If the two land-victories of Sparta were barren of results, the case was far otherwise with her naval defeat at Cnidus. That defeat was pregnant with consequences following in rapid succession, and of the most disastrous character. As with Athens at Ægospotami—the loss of her fleet, serious as that was, served only as the signal for countless following losses. Pharnabazus and Conon, with their victorious fleet, sailed from island to island, and from one continental seaport to another, in the Ægean, to expel the Lacedæmonian harmosts, and terminate the empire of Sparta. So universal was the odium which it had inspired, that the task was found easy beyond expectation. Conscious of their unpopularity, the harmosts in almost all the towns, on both sides of the Hellespont, deserted their posts and fled, on the mere news of the battle of Cnidus. Everywhere Pharnabazus and Conon found themselves received as liberators, and welcomed with presents of hospitality. They pledged themselves not to introduce any foreign force or governor, nor to fortify any separate citadel, but to guarantee to each city its own genuine autonomy. This policy was adopted by Pharnabazus at the urgent representation of Conon, who warned him that if he manifested any design of reducing the cities to subjection, he would find them all his enemies; that each of them severally would cost him a long siege; and that a combination would ultimately be formed against him. Such liberal and judicious ideas, when seen to be sincerely acted upon, produced a strong feeling of friendship and even of gratitude, so that the Lacedæmonian maritime empire was dissolved without a blow, by the almost spontaneous movements of the cities themselves. Though the victorious fleet presented itself in many different places, it was nowhere called upon to put down resistance, or to undertake a single siege. Cos, Nisyrus, Teos, Chios, Erythræ, Ephesus, Mytilene, Samos, all declared themselves independent, under the protection of the new conquerors. Pharnabazus presently disembarked at Ephesus and marched by land northward to his own satrapy, leaving a fleet of forty triremes under the command of Conon.
[394-393 B.C.]
To this general burst of anti-Spartan feeling, Abydos, on the Asiatic side of the Hellespont, formed the solitary exception; and it happened by a fortunate accident for Sparta that the able and experienced Dercyllidas was harmost in the town at the moment of the battle of Cnidus. Dercyllidas assembled the Abydenes, heartened them up against the reigning contagion, and exhorted them to earn the gratitude of Sparta by remaining faithful to her while others were falling off; assuring them that she would still be found capable of giving them protection. His exhortations were listened to with favour. Abydos remained attached to Sparta, was put in a good state of defence, and became the only harbour of safety for the fugitive harmosts out of the other cities, Asiatic and European.

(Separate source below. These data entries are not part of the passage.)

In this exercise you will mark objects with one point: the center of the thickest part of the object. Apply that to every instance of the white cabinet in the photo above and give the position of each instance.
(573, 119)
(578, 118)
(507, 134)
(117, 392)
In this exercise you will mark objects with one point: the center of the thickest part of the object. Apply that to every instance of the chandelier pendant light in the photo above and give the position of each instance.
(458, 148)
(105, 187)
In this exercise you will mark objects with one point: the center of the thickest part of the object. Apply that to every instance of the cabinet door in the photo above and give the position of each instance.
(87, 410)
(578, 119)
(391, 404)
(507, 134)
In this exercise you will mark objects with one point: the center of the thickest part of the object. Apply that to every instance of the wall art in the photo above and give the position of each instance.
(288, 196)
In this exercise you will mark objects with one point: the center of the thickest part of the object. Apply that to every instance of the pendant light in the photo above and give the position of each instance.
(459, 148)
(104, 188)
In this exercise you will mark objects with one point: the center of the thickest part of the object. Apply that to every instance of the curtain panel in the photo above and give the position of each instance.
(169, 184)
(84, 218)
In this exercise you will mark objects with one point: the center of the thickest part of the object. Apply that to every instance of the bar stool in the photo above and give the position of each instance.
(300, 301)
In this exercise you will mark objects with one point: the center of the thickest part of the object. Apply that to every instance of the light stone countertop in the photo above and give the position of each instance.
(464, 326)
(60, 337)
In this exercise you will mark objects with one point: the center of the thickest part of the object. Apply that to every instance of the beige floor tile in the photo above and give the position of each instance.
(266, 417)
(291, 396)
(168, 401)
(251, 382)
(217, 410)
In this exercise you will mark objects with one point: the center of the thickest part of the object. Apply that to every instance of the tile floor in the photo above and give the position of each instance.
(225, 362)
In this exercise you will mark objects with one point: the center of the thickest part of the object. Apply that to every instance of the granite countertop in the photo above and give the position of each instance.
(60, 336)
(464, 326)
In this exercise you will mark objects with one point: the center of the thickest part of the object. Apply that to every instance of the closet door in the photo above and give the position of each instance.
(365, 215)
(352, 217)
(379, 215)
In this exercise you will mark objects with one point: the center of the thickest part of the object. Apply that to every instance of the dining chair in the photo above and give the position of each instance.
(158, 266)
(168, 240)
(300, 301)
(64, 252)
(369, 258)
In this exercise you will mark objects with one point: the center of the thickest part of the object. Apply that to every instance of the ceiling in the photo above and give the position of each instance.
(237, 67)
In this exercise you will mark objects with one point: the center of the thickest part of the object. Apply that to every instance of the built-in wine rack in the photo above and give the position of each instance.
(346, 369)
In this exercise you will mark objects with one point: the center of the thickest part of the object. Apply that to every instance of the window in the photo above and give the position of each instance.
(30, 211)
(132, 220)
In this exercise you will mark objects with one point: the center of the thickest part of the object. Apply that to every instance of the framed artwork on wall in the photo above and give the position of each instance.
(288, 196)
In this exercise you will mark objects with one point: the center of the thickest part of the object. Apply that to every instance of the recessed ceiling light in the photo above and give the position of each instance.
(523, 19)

Dercyllidas maintained his position effectively both at Abydos and at Sestos; defying the requisition of Pharnabazus that he should forthwith evacuate them. The satrap threatened war, and actually ravaged the lands round Abydos; but without any result. His wrath against the Lacedæmonians, already considerable, was so aggravated by disappointment when he found that he could not yet expel them from his satrapy, that he resolved to act against them with increased energy, and even to strike a blow at them near their own home. For this purpose he transmitted orders to Conon to prepare a commanding naval force for the ensuing spring, and in the meantime to keep both Abydos and Sestos under blockade.